Alors que les partenaires sociaux doivent, d’ici à quelques semaines, renégocier la convention d’assurance chômage, l’Unedic – qui gère le régime d’assurance chômage – a rendu public, le 18 janvier, un rapport de la Cour des comptes prônant une réforme des règles d’indemnisation des demandeurs d’emploi(1). Quelques heures plus tôt, le chef de l’Etat avait justement émis le souhait, lors de ses vœux aux acteurs de l’entreprise de l’emploi (voir ce numéro page 5), que ces règles soient modifiées afin de favoriser le retour à l’emploi des chômeurs.
Dans ce rapport remis six jours plus tôt au bureau de l’Unedic, la Haute Juridiction financière considère que, « dans un contexte marqué depuis plusieurs décennies par un taux élevé de chômage, il n’est pas possible d’attendre de la seule reprise de la croissance la résorption de la dette de l’Unedic », qui devrait atteindre 29,4 milliards d’euros à la fin 2016, et même 35 milliards d’euros à la fin 2018. Un niveau « préoccupant »qui « soulève la question de la soutenabilité du régime » d’assurance chômage. La Cour des comptes appelle donc les partenaires sociaux à « effectuer des choix pour garantir sa pérennité ». D’autant que, selon elle, « la France se caractérise par un taux de remplacement (indemnisation/salaire) élevé par rapport aux autres pays de l’OCDE[2] (de l’ordre de 70 % du salaire moyen net pour un célibataire sans enfant). Elle est aussi l’un des pays dont le régime d’assurance chômage couvre le plus grand nombre de chômeurs avec une éligibilité acquise après quatre mois de travail, ce qui constitue la durée la plus courte des pays de l’OCDE. La durée maximale d’indemnisation est également l’une des plus élevées, avec 24 mois sans dégressivité, voire 36 mois pour les plus de 50 ans. Enfin, le montant maximal d’indemnisation (6 200 € net par mois) apparaît comme le plus élevé parmi les pays comparables. »

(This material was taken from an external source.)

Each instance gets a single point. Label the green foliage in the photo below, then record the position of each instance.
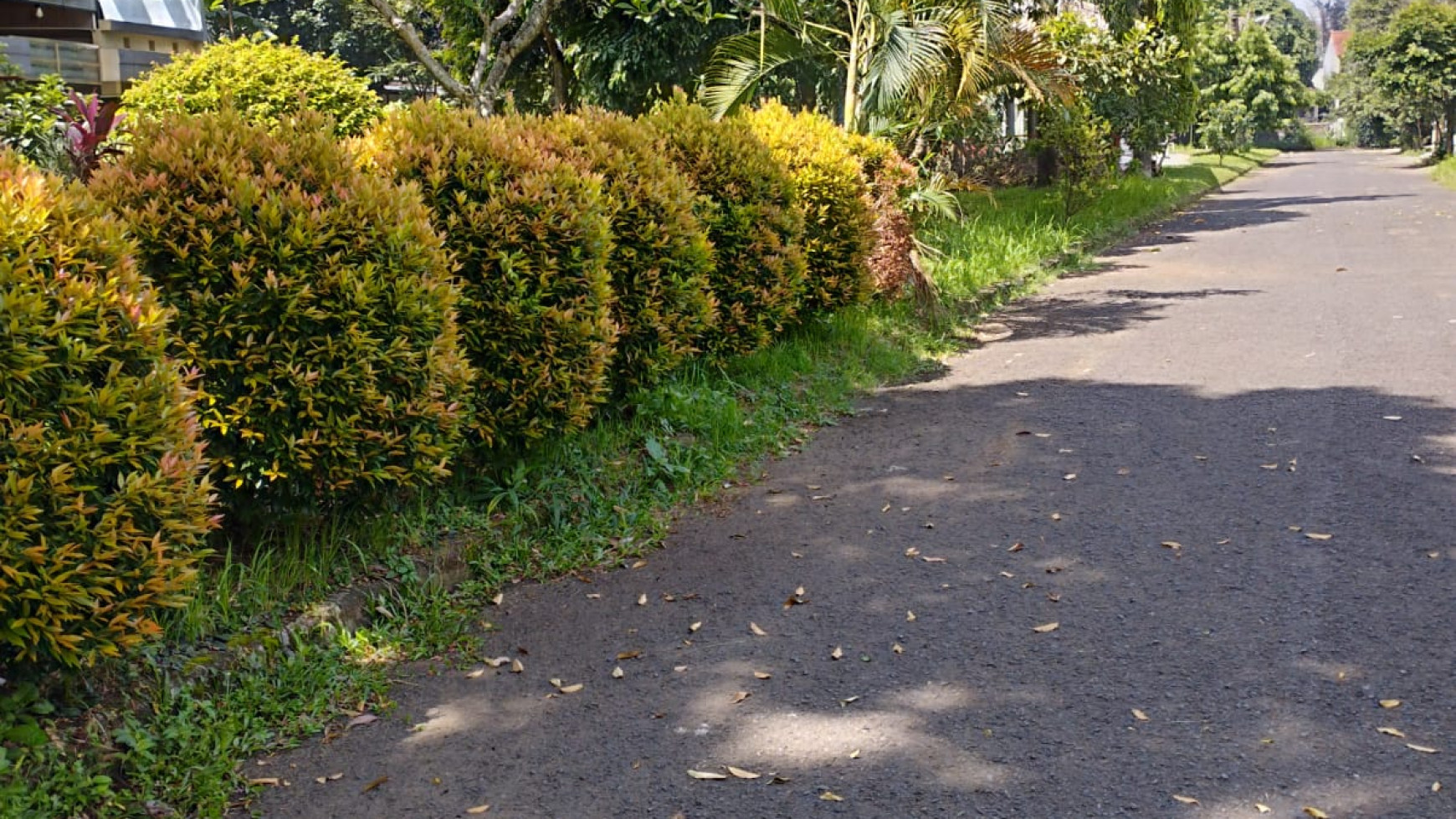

Du côté des recettes du régime d’assurance chômage, la Cour des comptes a identifié « trois paramètres essentiels » sur lesquels les partenaires sociaux pourraient agir :
→ l’assiette des contributions d’assurance chômage, qui est limitée à quatre fois le plafond de la sécurité sociale, ce qui représente 800 millions de pertes ;
→ le taux des contributions, qui est resté inchangé depuis 2007. Or 0,1 point de contribution supplémentaire représente un montant d’environ 500 millions d’euros ;
→ la modulation des contributions. Selon la cour, par exemple, augmenter de 1 point les contributions patronales pour les contrats à durée déterminée permettrait d’engranger 250 millions d’euros de recettes nouvelles.
En ce qui concerne les dépenses du régime d’assurance chômage, les partenaires sociaux pourraient, selon les magistrats de la rue Cambon, faire des économies en modifiant :
→ la durée d’affiliation requise pour ouvrir droit à des allocations de chômage. Ainsi, le passage de la durée d’affiliation de quatre à six mois représenterait une économie brute annuelle de 1,8 milliard d’euros. Toutefois, préviennent les magistrats financiers, « il faut tenir compte du fait qu’une partie de ce montant se reporterait sur les prestations de solidarité versées par l’Etat », entraînant donc un « coût pour les finances publiques » ;
→ la durée maximale d’indemnisation. Le rapport suggère de réserver la durée maximale d’indemnisation de trois ans aux plus de 55 ans, au lieu des plus de 50 ans aujourd’hui, ce qui engendrerait une économie de 450 millions d’euros ;
→ le mode de calcul de l’indemnisation. La Cour des comptes pointe notamment du doigt le principe « un jour cotisé, un jour indemnisé » et propose de passer à un ratio de 0,9 jour indemnisé pour un jour cotisé, ce qui représenterait une économie de 1,2 milliard d’euros.
Au-delà, la juridiction financière souligne le « coût élevé » du mécanisme dit d’activité réduite permettant à un allocataire de cumuler salaire et allocations de chômage, et qui peut « installer les salariés de certains secteurs dans la précarité ». Selon elle, ce mécanisme présente en outre des redondances avec le nouveau dispositif des droits rechargeables(3). Enfin, la Cour des comptes juge la durée de validité des conventions d’assurance chômage – deux ans – « trop courte » car elle ne permet pas, notamment, « de procéder aux évaluations nécessaires des dispositifs mis en place ».
(1) L’Unedic et sa gestion de l’assurance chômage – Observations définitives – Disponible sur
(2) L’Organisation de coopération et de développement économiques (OCDE) est une organisation internationale d’études économiques, dont les 34 pays membres – des pays développés pour la plupart – ont en commun un système de gouvernement démocratique et une économie de marché.